The normally restful Roman Villa set in the picturesque olive groves near the shoulder of Mount Vesuvius was in an uproar. The Grand Master had gone without a word to anyone. Suddenly and without warning, Edgard d’Brouchart, Grand Master of the Order of the Red Cross of Gold had packed a borrowed bag and left... alone. Sir Philip Cambrique had been holding court at the pool side in the sunny courtyard all morning and well into the afternoon, trying to answer the same questions he had wanted to ask of the Master himself. He had no answers. The Grand Master had gone on a mission. Yes, yes, unheard of, but there was nothing more to tell. Yes, yes, he would be standing in for the Master while he was away. Yes, yes, everything would go on as usual. Nothing would change. Yes, yes, he would call a meeting of the Council and inform everyone as soon as possible. Yes, yes, of course, Master d’Brouchart would be returning. Don’t be upset. Nothing to worry about. Nothing to do. Nothing. Nothing was what the venerable Master had left for his second and that, not even from his own lips, but from a lesser member of the Order. A valet had brought the news, handwritten on the back of a cruise ship brochure! Was not he, Philip, second in command? Why then had Sir d’Brouchart seen fit not to confide in him?

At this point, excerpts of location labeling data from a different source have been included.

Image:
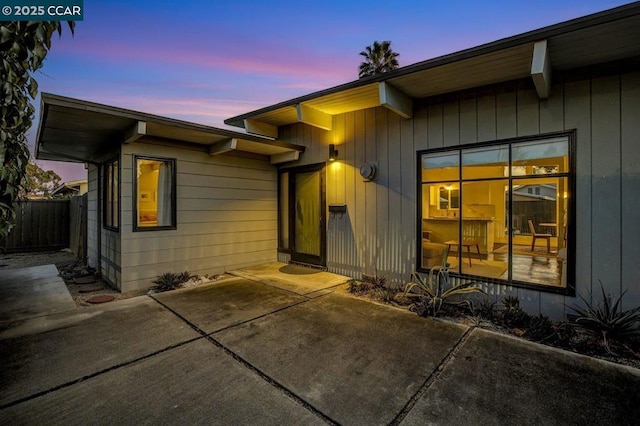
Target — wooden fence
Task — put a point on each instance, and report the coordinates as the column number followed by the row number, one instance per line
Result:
column 48, row 225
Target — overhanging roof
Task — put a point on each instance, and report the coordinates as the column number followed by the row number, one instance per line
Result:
column 80, row 131
column 602, row 37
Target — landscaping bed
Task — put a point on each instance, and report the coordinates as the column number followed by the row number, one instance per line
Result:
column 506, row 316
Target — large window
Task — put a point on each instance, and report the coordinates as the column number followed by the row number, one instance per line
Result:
column 155, row 193
column 111, row 195
column 500, row 211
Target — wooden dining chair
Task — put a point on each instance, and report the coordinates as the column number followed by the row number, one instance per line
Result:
column 535, row 236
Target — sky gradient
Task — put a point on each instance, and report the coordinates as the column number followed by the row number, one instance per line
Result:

Simon d’Ornan, Chevalier du Serpent, Mystic Healer, had been the last Brother to speak with the Master before he had gone off so mysteriously in the night. The thought rankled in the Seneschal’s mind, but he, like all the members of the Council, had a difficult time finding fault in Brother Simon. Simon was the Master’s favorite of the Twelve. Philip could not be sure as to the reason why, but it was so. The big, red-haired man, sporting a new dress coat and slacks, had visited the Healer’s rooms at three in the morning, roused him from a sound sleep, frightened the wits out of him or so Simon had related the tale to the Seneschal before breakfast.

Simon d’Ornan sat down at his desk. Everything was out of sorts. He couldn’t understand what was happening. His thoughts replayed the encounter with the Master in the wee hours of the morning.

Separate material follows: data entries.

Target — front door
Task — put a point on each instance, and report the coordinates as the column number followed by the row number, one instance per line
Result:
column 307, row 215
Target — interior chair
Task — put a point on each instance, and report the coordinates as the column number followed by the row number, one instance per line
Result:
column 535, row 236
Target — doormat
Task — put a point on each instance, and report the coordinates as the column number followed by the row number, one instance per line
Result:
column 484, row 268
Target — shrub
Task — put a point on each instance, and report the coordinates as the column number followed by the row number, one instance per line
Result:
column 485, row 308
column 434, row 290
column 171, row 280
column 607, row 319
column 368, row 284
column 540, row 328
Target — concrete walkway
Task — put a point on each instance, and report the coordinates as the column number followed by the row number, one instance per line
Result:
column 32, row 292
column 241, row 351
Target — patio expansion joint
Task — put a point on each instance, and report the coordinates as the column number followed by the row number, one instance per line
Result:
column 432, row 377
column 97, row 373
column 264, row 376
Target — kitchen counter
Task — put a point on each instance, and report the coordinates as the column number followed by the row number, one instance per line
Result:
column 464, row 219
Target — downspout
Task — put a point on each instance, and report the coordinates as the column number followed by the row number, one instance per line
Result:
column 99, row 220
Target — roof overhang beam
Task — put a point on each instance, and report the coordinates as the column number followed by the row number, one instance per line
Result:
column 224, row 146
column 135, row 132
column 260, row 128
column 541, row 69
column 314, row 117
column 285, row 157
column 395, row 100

‘I am leaving,’ the Grand Master had announced without preamble while Simon had sat on the side of his bed, rubbing his eyes. ‘I will be gone a few weeks. It is imperative that you stay here and make sure that Philip has the help he needs to keep things in order while I am gone. I will be in contact with him.’

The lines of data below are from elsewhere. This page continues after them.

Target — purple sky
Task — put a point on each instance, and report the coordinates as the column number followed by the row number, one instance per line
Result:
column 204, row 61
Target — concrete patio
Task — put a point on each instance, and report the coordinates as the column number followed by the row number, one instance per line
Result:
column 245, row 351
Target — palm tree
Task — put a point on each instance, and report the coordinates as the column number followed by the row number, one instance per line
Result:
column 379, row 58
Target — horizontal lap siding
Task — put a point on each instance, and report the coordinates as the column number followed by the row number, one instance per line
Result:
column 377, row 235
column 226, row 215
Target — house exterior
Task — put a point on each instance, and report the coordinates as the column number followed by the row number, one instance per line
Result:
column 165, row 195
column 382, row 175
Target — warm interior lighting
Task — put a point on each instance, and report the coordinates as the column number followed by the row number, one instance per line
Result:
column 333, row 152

‘Where are you going, Master?’ Simon had asked, his large blue eyes wide in disbelief. The Master had not left the Villa in almost sixteen years. His last brief trip had been to America when the Assassin had been in trouble with the infamous Order of the Rose. He’d often talked of taking a pilgrimage to the south of France, but the proposal had never manifested itself beyond a few wistful words spoken over a bottle of shared wine.

‘I cannot say just now. But I will not be alone.’

‘Who is going with you, sir, if I may ask?’ Simon had blinked in the semi-darkness.

‘Sister Meredith.’

‘The Chevaliere?!’ Simon had been shocked. He knew that the Master had never fully accepted her presence in the previously all male Council. ‘Why Sister Meredith? Won’t you allow me to tag along?’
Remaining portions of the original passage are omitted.